GroundSet: A Cadastral-Grounded Dataset for Spatial Understanding with Vector Data
This addresses a critical gap in Earth Observation for applications like urban planning and disaster management, though it is incremental as it focuses on dataset creation and validation.
The authors tackled the problem of poor fine-grained spatial understanding in multimodal large language models for remote sensing by introducing a large-scale dataset grounded in cadastral vector data, comprising 3.8 million annotated objects across 510k images, and showed that high-fidelity supervision enables standard architectures to master spatial grounding without complex modifications.
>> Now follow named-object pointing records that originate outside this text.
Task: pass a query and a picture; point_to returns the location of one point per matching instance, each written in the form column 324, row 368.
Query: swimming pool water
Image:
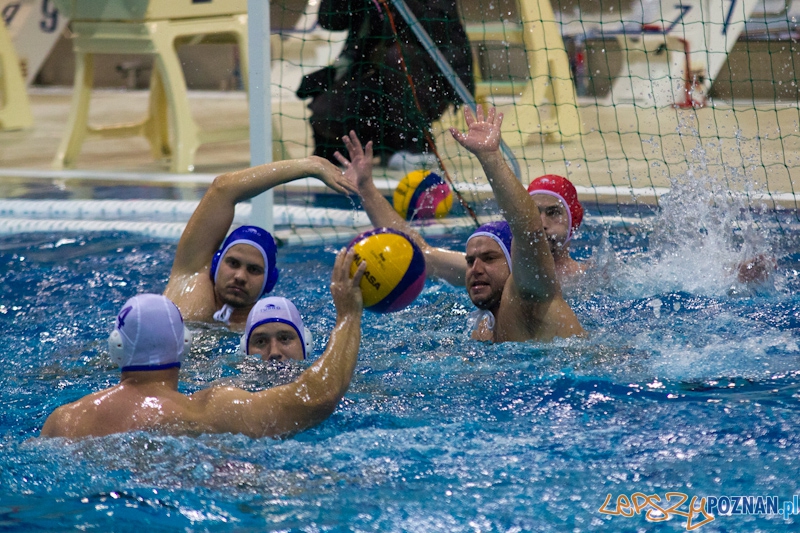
column 688, row 383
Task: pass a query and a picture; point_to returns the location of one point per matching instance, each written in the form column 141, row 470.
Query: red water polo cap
column 564, row 190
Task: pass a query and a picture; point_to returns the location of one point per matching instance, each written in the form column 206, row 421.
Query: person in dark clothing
column 366, row 90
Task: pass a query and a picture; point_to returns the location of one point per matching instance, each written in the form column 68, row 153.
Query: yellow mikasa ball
column 422, row 194
column 395, row 272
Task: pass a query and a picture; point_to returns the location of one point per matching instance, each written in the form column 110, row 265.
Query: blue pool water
column 687, row 384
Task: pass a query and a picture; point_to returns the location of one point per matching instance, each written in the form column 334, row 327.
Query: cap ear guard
column 187, row 342
column 308, row 341
column 116, row 347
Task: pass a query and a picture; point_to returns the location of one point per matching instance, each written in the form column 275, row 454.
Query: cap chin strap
column 478, row 316
column 224, row 314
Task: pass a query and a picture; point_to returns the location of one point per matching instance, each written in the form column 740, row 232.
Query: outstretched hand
column 333, row 177
column 346, row 291
column 357, row 169
column 483, row 134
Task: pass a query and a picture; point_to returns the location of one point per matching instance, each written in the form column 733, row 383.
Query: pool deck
column 625, row 154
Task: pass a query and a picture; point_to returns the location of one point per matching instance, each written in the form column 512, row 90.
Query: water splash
column 700, row 236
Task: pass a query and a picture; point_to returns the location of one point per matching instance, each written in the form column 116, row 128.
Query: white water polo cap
column 149, row 334
column 276, row 309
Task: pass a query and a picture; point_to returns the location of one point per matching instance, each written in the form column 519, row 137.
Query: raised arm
column 212, row 219
column 440, row 262
column 288, row 409
column 533, row 269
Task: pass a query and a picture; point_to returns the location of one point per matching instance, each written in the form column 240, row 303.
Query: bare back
column 154, row 407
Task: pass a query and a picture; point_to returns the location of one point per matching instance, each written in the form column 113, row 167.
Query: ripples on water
column 687, row 383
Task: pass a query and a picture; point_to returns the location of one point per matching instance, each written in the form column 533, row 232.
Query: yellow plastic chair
column 549, row 85
column 169, row 126
column 15, row 109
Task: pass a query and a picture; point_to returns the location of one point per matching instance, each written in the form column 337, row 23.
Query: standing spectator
column 366, row 90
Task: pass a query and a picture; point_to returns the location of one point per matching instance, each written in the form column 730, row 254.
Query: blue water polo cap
column 276, row 309
column 499, row 232
column 261, row 240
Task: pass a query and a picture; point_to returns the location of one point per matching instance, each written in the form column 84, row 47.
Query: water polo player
column 219, row 279
column 275, row 331
column 149, row 341
column 518, row 285
column 560, row 210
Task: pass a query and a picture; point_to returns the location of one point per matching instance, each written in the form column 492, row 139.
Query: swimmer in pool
column 275, row 331
column 555, row 197
column 215, row 278
column 148, row 343
column 508, row 269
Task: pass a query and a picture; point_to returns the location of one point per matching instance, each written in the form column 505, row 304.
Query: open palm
column 483, row 133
Precise spatial understanding in Earth Observation is essential for translating raw aerial imagery into actionable insights for critical applications like urban planning, environmental monitoring and disaster management. However, Multimodal Large Language Models exhibit critical deficiencies in fine-grained spatial understanding within Remote Sensing, primarily due to a reliance on limited or repurposed legacy datasets. To bridge this gap, we introduce a large-scale dataset grounded in verifiable cadastral vector data, comprising 3.8 million annotated objects across 510k high-resolution images with 135 granular semantic categories. We validate this resource through a comprehensive instruction-tuning benchmark spanning seven spatial reasoning tasks. Our evaluation establishes a robust baseline using a standard LLaVA architecture. We show that while current RS-specialized and commercial models (e.g., Gemini) struggle in zero-shot settings, high-fidelity supervision effectively bridges this gap, enabling standard architectures to master fine-grained spatial grounding without complex architectural modifications.